Table 4 presents data on VnfD and AnfD sequences that include His-442 and Cys-275, and compares the patterns of invariant residues in these sequences with those in the corresponding sequences in Group I and Group II NifD (see Tables 1 and 2). For NifD sequences, assignment of a particular sequence either to Group I or to Group II on the basis of these patterns is unambiguous. Because only a relatively small number of sequences of alternative nitrogenases have been reported to date, the distinction between VnfD and AnfD based on the same basis is less secure. In the 12-residue sequence that includes VnfD Cys-275, there are 9 invariant residues. All 12 residues are invariant in the corresponding AnfD sequences. VnfD and AnfD differ at position 274 and 280 within this 12-residue sequence containing Cys-275. If one were to rely entirely on the 9-residue sequence that includes His-442 to discriminate between VnfD and AnfD, the decision would rest solely on the presence of Gly-441 in the VnfD sequence and the Leu-439 in the AnfD sequence. However, the availability of much larger numbers of VnfD and AnfD is needed to allow a greater level of confidence in the invariable occurrence of signature residues.

Table 4. Conserved residue patterns in nitrogenase VFe α subunit (VnfD), and nitrogenase FeFe α subunit (AnfD), and comparison with the corresponding patterns in Group I and II NifDs.

Distribution of a 51-Residue Insertion among NifD Sequences

The presence of a ∼50-residue insertion in the carboxyl-terminal portion of certain NifD sequences was noted in several earlier studies [10][12]. The current study showed that this insertion occurred only in Group II NifDs. These organisms include methanogenic Archaea as well as representatives from a number of classes of Bacteria (Tables 2 and S2). Using the numbering of the sequence of Group I Azotobacter vinelandii NifD as a reference, the insertion is located between residues 390 and 391, which spans positions 454–510 in the multiple sequence alignment (Figure S1). Among the Group II NifD sequences listed in Table 2, all six bacterial sequences contain the insertion. However, it is present in only two of the archaeal methanogen sequences, Candidatus Methanoregula boonei and Methanosarcina barkeri. In addition, we established that Methanosarcina acetivorans and Methanosarcina mazei also contained Group II NifDs with the insertion.

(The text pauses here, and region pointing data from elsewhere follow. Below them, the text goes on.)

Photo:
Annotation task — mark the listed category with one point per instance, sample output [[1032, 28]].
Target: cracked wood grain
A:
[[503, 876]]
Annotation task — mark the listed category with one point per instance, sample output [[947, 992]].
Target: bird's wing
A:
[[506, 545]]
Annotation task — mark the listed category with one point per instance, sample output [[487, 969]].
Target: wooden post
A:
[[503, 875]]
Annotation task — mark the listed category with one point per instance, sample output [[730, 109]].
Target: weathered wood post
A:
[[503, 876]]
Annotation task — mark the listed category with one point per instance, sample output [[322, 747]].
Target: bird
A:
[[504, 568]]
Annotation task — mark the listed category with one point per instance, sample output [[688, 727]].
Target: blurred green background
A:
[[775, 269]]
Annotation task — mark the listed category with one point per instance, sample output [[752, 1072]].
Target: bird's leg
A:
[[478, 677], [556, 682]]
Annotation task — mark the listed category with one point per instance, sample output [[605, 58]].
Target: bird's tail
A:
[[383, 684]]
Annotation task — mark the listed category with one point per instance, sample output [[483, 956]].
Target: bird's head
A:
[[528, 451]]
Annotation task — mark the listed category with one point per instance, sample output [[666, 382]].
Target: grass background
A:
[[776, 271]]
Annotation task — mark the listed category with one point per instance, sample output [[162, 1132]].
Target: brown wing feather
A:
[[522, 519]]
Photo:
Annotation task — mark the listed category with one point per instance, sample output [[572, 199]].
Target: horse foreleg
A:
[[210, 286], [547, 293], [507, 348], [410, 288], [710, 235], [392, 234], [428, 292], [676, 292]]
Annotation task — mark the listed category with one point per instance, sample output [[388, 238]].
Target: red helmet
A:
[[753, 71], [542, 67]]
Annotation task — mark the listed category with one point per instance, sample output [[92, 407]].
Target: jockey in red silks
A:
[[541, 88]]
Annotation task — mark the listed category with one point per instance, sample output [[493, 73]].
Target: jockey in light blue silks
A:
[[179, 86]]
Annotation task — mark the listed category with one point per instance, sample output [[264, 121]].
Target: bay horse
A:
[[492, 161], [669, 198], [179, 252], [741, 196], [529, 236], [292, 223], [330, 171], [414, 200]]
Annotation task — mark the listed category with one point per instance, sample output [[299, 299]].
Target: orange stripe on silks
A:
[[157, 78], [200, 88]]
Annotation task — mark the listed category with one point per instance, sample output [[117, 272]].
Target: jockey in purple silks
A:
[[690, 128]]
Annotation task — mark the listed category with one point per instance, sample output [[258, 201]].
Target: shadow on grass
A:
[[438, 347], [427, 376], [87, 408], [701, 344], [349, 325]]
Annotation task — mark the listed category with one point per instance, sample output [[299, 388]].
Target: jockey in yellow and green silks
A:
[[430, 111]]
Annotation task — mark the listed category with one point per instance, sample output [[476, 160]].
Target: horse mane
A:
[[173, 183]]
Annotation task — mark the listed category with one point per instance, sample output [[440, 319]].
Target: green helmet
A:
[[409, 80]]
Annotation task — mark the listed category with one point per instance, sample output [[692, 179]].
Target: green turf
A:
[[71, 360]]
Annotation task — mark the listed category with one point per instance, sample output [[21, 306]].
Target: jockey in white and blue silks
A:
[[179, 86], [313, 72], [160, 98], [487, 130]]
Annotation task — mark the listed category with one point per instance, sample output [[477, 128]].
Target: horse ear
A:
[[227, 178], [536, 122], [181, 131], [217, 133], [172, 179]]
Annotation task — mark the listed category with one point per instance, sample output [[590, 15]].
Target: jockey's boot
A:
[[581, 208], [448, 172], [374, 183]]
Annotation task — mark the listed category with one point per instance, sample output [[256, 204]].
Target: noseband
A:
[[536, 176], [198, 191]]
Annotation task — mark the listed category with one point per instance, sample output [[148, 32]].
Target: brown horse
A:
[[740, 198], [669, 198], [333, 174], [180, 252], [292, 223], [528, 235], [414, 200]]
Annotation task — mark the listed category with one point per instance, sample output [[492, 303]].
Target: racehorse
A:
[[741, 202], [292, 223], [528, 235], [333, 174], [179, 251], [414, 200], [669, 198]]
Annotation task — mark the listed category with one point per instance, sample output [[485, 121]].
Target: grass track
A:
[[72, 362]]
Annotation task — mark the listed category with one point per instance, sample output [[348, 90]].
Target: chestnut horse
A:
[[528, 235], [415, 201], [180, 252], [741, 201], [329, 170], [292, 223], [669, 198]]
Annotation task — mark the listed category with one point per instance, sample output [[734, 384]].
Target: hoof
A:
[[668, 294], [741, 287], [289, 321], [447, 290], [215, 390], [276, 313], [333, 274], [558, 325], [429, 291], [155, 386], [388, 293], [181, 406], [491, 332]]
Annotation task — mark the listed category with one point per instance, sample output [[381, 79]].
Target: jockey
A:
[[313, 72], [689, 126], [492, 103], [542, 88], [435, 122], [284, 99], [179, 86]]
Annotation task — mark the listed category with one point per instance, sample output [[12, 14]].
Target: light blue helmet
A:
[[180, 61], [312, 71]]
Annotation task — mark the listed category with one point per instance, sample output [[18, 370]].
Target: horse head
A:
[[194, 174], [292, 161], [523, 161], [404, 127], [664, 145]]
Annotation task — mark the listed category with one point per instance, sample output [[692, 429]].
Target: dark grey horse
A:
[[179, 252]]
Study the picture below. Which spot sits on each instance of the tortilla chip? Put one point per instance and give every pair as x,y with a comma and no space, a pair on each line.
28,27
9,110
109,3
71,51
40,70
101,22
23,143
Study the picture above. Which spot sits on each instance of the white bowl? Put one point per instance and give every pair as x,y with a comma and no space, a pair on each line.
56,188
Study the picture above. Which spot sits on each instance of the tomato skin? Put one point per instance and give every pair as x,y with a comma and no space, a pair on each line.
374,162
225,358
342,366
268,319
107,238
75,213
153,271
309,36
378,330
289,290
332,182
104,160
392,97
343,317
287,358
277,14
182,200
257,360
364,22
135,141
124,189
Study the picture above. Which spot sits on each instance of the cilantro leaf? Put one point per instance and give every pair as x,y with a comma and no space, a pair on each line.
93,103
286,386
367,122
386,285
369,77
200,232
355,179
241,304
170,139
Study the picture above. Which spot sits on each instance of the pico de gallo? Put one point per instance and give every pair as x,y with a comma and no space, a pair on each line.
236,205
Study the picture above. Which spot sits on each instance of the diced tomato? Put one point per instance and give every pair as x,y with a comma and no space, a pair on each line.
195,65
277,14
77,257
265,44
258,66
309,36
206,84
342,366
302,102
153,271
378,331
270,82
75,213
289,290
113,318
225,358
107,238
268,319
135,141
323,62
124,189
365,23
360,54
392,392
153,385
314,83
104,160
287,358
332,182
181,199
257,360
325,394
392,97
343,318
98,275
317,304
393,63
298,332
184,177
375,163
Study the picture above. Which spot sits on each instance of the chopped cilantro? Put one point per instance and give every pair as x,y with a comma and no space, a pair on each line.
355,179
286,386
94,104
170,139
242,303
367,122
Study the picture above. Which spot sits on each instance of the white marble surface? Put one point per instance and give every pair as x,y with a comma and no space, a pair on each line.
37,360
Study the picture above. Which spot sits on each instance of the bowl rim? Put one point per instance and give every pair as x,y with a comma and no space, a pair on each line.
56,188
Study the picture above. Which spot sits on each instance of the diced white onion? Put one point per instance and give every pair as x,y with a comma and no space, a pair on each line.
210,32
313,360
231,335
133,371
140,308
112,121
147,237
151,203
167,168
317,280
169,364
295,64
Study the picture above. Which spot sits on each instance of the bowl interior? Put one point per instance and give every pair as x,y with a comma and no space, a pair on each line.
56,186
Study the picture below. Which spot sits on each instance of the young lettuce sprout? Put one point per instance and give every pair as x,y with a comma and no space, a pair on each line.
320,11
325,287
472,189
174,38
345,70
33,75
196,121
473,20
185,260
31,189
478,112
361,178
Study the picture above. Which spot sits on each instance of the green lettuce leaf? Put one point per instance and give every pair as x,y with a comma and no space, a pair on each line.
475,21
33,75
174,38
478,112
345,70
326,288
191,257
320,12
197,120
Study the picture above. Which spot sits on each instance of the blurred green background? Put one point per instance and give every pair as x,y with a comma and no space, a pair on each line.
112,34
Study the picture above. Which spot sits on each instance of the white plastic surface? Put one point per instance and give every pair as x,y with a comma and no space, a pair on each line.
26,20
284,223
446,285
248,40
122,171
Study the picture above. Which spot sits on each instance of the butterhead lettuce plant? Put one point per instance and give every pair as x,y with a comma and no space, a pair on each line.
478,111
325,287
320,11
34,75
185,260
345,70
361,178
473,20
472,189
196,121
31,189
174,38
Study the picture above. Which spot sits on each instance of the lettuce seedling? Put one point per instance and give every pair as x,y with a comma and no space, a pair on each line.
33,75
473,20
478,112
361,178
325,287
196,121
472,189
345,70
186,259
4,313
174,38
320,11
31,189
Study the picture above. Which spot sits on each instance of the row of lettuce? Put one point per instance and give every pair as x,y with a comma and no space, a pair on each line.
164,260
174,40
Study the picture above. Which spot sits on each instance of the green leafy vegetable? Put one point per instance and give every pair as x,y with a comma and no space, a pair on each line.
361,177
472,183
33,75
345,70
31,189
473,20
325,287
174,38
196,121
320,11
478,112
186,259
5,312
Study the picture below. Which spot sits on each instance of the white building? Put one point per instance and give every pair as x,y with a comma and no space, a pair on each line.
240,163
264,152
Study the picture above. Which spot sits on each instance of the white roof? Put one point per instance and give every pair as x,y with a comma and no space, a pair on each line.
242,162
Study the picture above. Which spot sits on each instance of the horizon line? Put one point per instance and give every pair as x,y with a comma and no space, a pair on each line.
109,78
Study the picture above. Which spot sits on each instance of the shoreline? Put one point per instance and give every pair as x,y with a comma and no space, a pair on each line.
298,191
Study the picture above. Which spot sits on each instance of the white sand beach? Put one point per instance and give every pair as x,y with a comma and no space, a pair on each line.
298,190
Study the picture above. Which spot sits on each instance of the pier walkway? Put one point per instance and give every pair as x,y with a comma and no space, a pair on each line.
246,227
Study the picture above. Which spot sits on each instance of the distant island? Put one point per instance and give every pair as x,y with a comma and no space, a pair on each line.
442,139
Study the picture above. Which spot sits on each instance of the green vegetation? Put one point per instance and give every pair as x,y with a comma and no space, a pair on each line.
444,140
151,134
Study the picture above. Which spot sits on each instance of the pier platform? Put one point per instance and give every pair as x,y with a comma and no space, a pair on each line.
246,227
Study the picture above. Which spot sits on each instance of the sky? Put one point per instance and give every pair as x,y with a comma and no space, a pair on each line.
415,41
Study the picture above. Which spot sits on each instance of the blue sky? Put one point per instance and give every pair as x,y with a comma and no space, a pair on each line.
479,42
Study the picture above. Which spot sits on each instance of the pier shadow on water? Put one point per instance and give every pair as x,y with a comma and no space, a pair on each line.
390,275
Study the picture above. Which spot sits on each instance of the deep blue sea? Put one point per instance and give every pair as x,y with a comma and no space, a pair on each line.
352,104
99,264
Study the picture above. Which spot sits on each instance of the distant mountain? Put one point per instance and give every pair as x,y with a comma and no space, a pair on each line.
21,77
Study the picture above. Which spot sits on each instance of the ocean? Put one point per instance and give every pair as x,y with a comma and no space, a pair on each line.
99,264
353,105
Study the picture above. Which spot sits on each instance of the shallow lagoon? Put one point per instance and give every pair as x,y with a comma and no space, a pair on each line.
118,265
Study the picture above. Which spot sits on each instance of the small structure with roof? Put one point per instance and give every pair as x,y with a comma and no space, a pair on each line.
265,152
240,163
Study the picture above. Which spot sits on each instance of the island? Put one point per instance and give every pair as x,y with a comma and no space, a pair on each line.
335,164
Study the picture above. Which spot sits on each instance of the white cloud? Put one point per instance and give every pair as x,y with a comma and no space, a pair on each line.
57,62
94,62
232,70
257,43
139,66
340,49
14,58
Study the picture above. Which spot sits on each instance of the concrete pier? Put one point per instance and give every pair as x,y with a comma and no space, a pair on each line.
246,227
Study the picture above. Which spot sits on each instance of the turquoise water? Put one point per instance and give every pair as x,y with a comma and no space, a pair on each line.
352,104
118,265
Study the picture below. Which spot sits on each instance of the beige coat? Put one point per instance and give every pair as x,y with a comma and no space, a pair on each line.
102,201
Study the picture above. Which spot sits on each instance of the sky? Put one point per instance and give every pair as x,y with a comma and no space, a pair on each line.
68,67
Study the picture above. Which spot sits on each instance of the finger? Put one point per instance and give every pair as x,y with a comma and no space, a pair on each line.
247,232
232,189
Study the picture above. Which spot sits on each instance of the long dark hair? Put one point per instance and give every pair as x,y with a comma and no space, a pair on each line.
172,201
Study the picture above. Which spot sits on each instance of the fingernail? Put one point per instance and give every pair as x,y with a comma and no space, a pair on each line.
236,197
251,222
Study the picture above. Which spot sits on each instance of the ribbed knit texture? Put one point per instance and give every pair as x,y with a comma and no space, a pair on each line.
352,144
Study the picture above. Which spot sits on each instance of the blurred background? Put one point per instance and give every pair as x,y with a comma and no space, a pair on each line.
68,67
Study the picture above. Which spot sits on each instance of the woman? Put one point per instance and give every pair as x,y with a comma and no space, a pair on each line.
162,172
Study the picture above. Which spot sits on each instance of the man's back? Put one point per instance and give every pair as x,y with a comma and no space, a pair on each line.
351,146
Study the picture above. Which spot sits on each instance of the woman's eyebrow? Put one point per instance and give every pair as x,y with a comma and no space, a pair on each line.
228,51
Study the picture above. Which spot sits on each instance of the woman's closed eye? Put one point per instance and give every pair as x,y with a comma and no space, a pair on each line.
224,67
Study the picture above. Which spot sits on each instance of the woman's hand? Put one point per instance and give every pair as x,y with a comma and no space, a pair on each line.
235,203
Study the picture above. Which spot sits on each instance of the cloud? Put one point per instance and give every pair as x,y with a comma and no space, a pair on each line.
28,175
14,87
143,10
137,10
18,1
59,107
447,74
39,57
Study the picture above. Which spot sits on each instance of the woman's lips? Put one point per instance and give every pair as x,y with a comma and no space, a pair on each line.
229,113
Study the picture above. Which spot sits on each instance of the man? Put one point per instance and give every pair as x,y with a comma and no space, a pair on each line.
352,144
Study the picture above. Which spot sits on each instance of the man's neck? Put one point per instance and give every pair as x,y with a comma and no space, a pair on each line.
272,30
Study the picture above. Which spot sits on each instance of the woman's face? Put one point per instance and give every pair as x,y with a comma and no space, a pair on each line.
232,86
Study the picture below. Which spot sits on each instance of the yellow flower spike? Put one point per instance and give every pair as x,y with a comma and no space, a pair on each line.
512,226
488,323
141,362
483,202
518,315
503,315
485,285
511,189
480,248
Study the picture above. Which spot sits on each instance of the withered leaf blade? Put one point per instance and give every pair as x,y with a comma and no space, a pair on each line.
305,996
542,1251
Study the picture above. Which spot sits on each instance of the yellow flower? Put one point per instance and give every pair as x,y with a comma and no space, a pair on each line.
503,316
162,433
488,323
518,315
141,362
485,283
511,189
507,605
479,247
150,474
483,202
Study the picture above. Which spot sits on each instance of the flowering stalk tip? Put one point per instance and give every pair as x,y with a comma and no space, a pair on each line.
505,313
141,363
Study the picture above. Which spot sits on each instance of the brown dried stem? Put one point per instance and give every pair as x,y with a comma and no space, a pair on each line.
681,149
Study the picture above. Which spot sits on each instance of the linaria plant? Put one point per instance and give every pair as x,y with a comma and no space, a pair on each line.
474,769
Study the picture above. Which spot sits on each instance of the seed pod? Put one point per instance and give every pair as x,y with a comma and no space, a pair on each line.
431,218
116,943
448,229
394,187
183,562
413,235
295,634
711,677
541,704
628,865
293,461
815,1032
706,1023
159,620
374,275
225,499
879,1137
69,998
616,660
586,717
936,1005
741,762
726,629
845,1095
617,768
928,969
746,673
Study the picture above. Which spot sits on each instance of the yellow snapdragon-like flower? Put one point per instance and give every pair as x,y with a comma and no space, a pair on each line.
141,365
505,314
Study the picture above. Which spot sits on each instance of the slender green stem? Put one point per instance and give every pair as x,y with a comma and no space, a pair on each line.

We were struck by the observation that the insertion was present in Clostridium beijerinckii NifD, but absent in Desulfitobacterium hafniense NifD (found in Group I). Both of these organisms are within the class Clostridia and the family Peptococcaceae. For a broader assessment of Clostridium strains, we examined NifD in C. acetobutylicum ATCC 824, C. beijerinckii NRRL B593 and NCIB8052, C. butyricum 5521, C. kluyveri DSM 555, and C. pasteurianum W5, and found all the sequences to belong to Group II NifD and to contain the insertion. The GenBank ID numbers of these proteins, and the sequences flanking the His and Cys residues, are provided in Table S3.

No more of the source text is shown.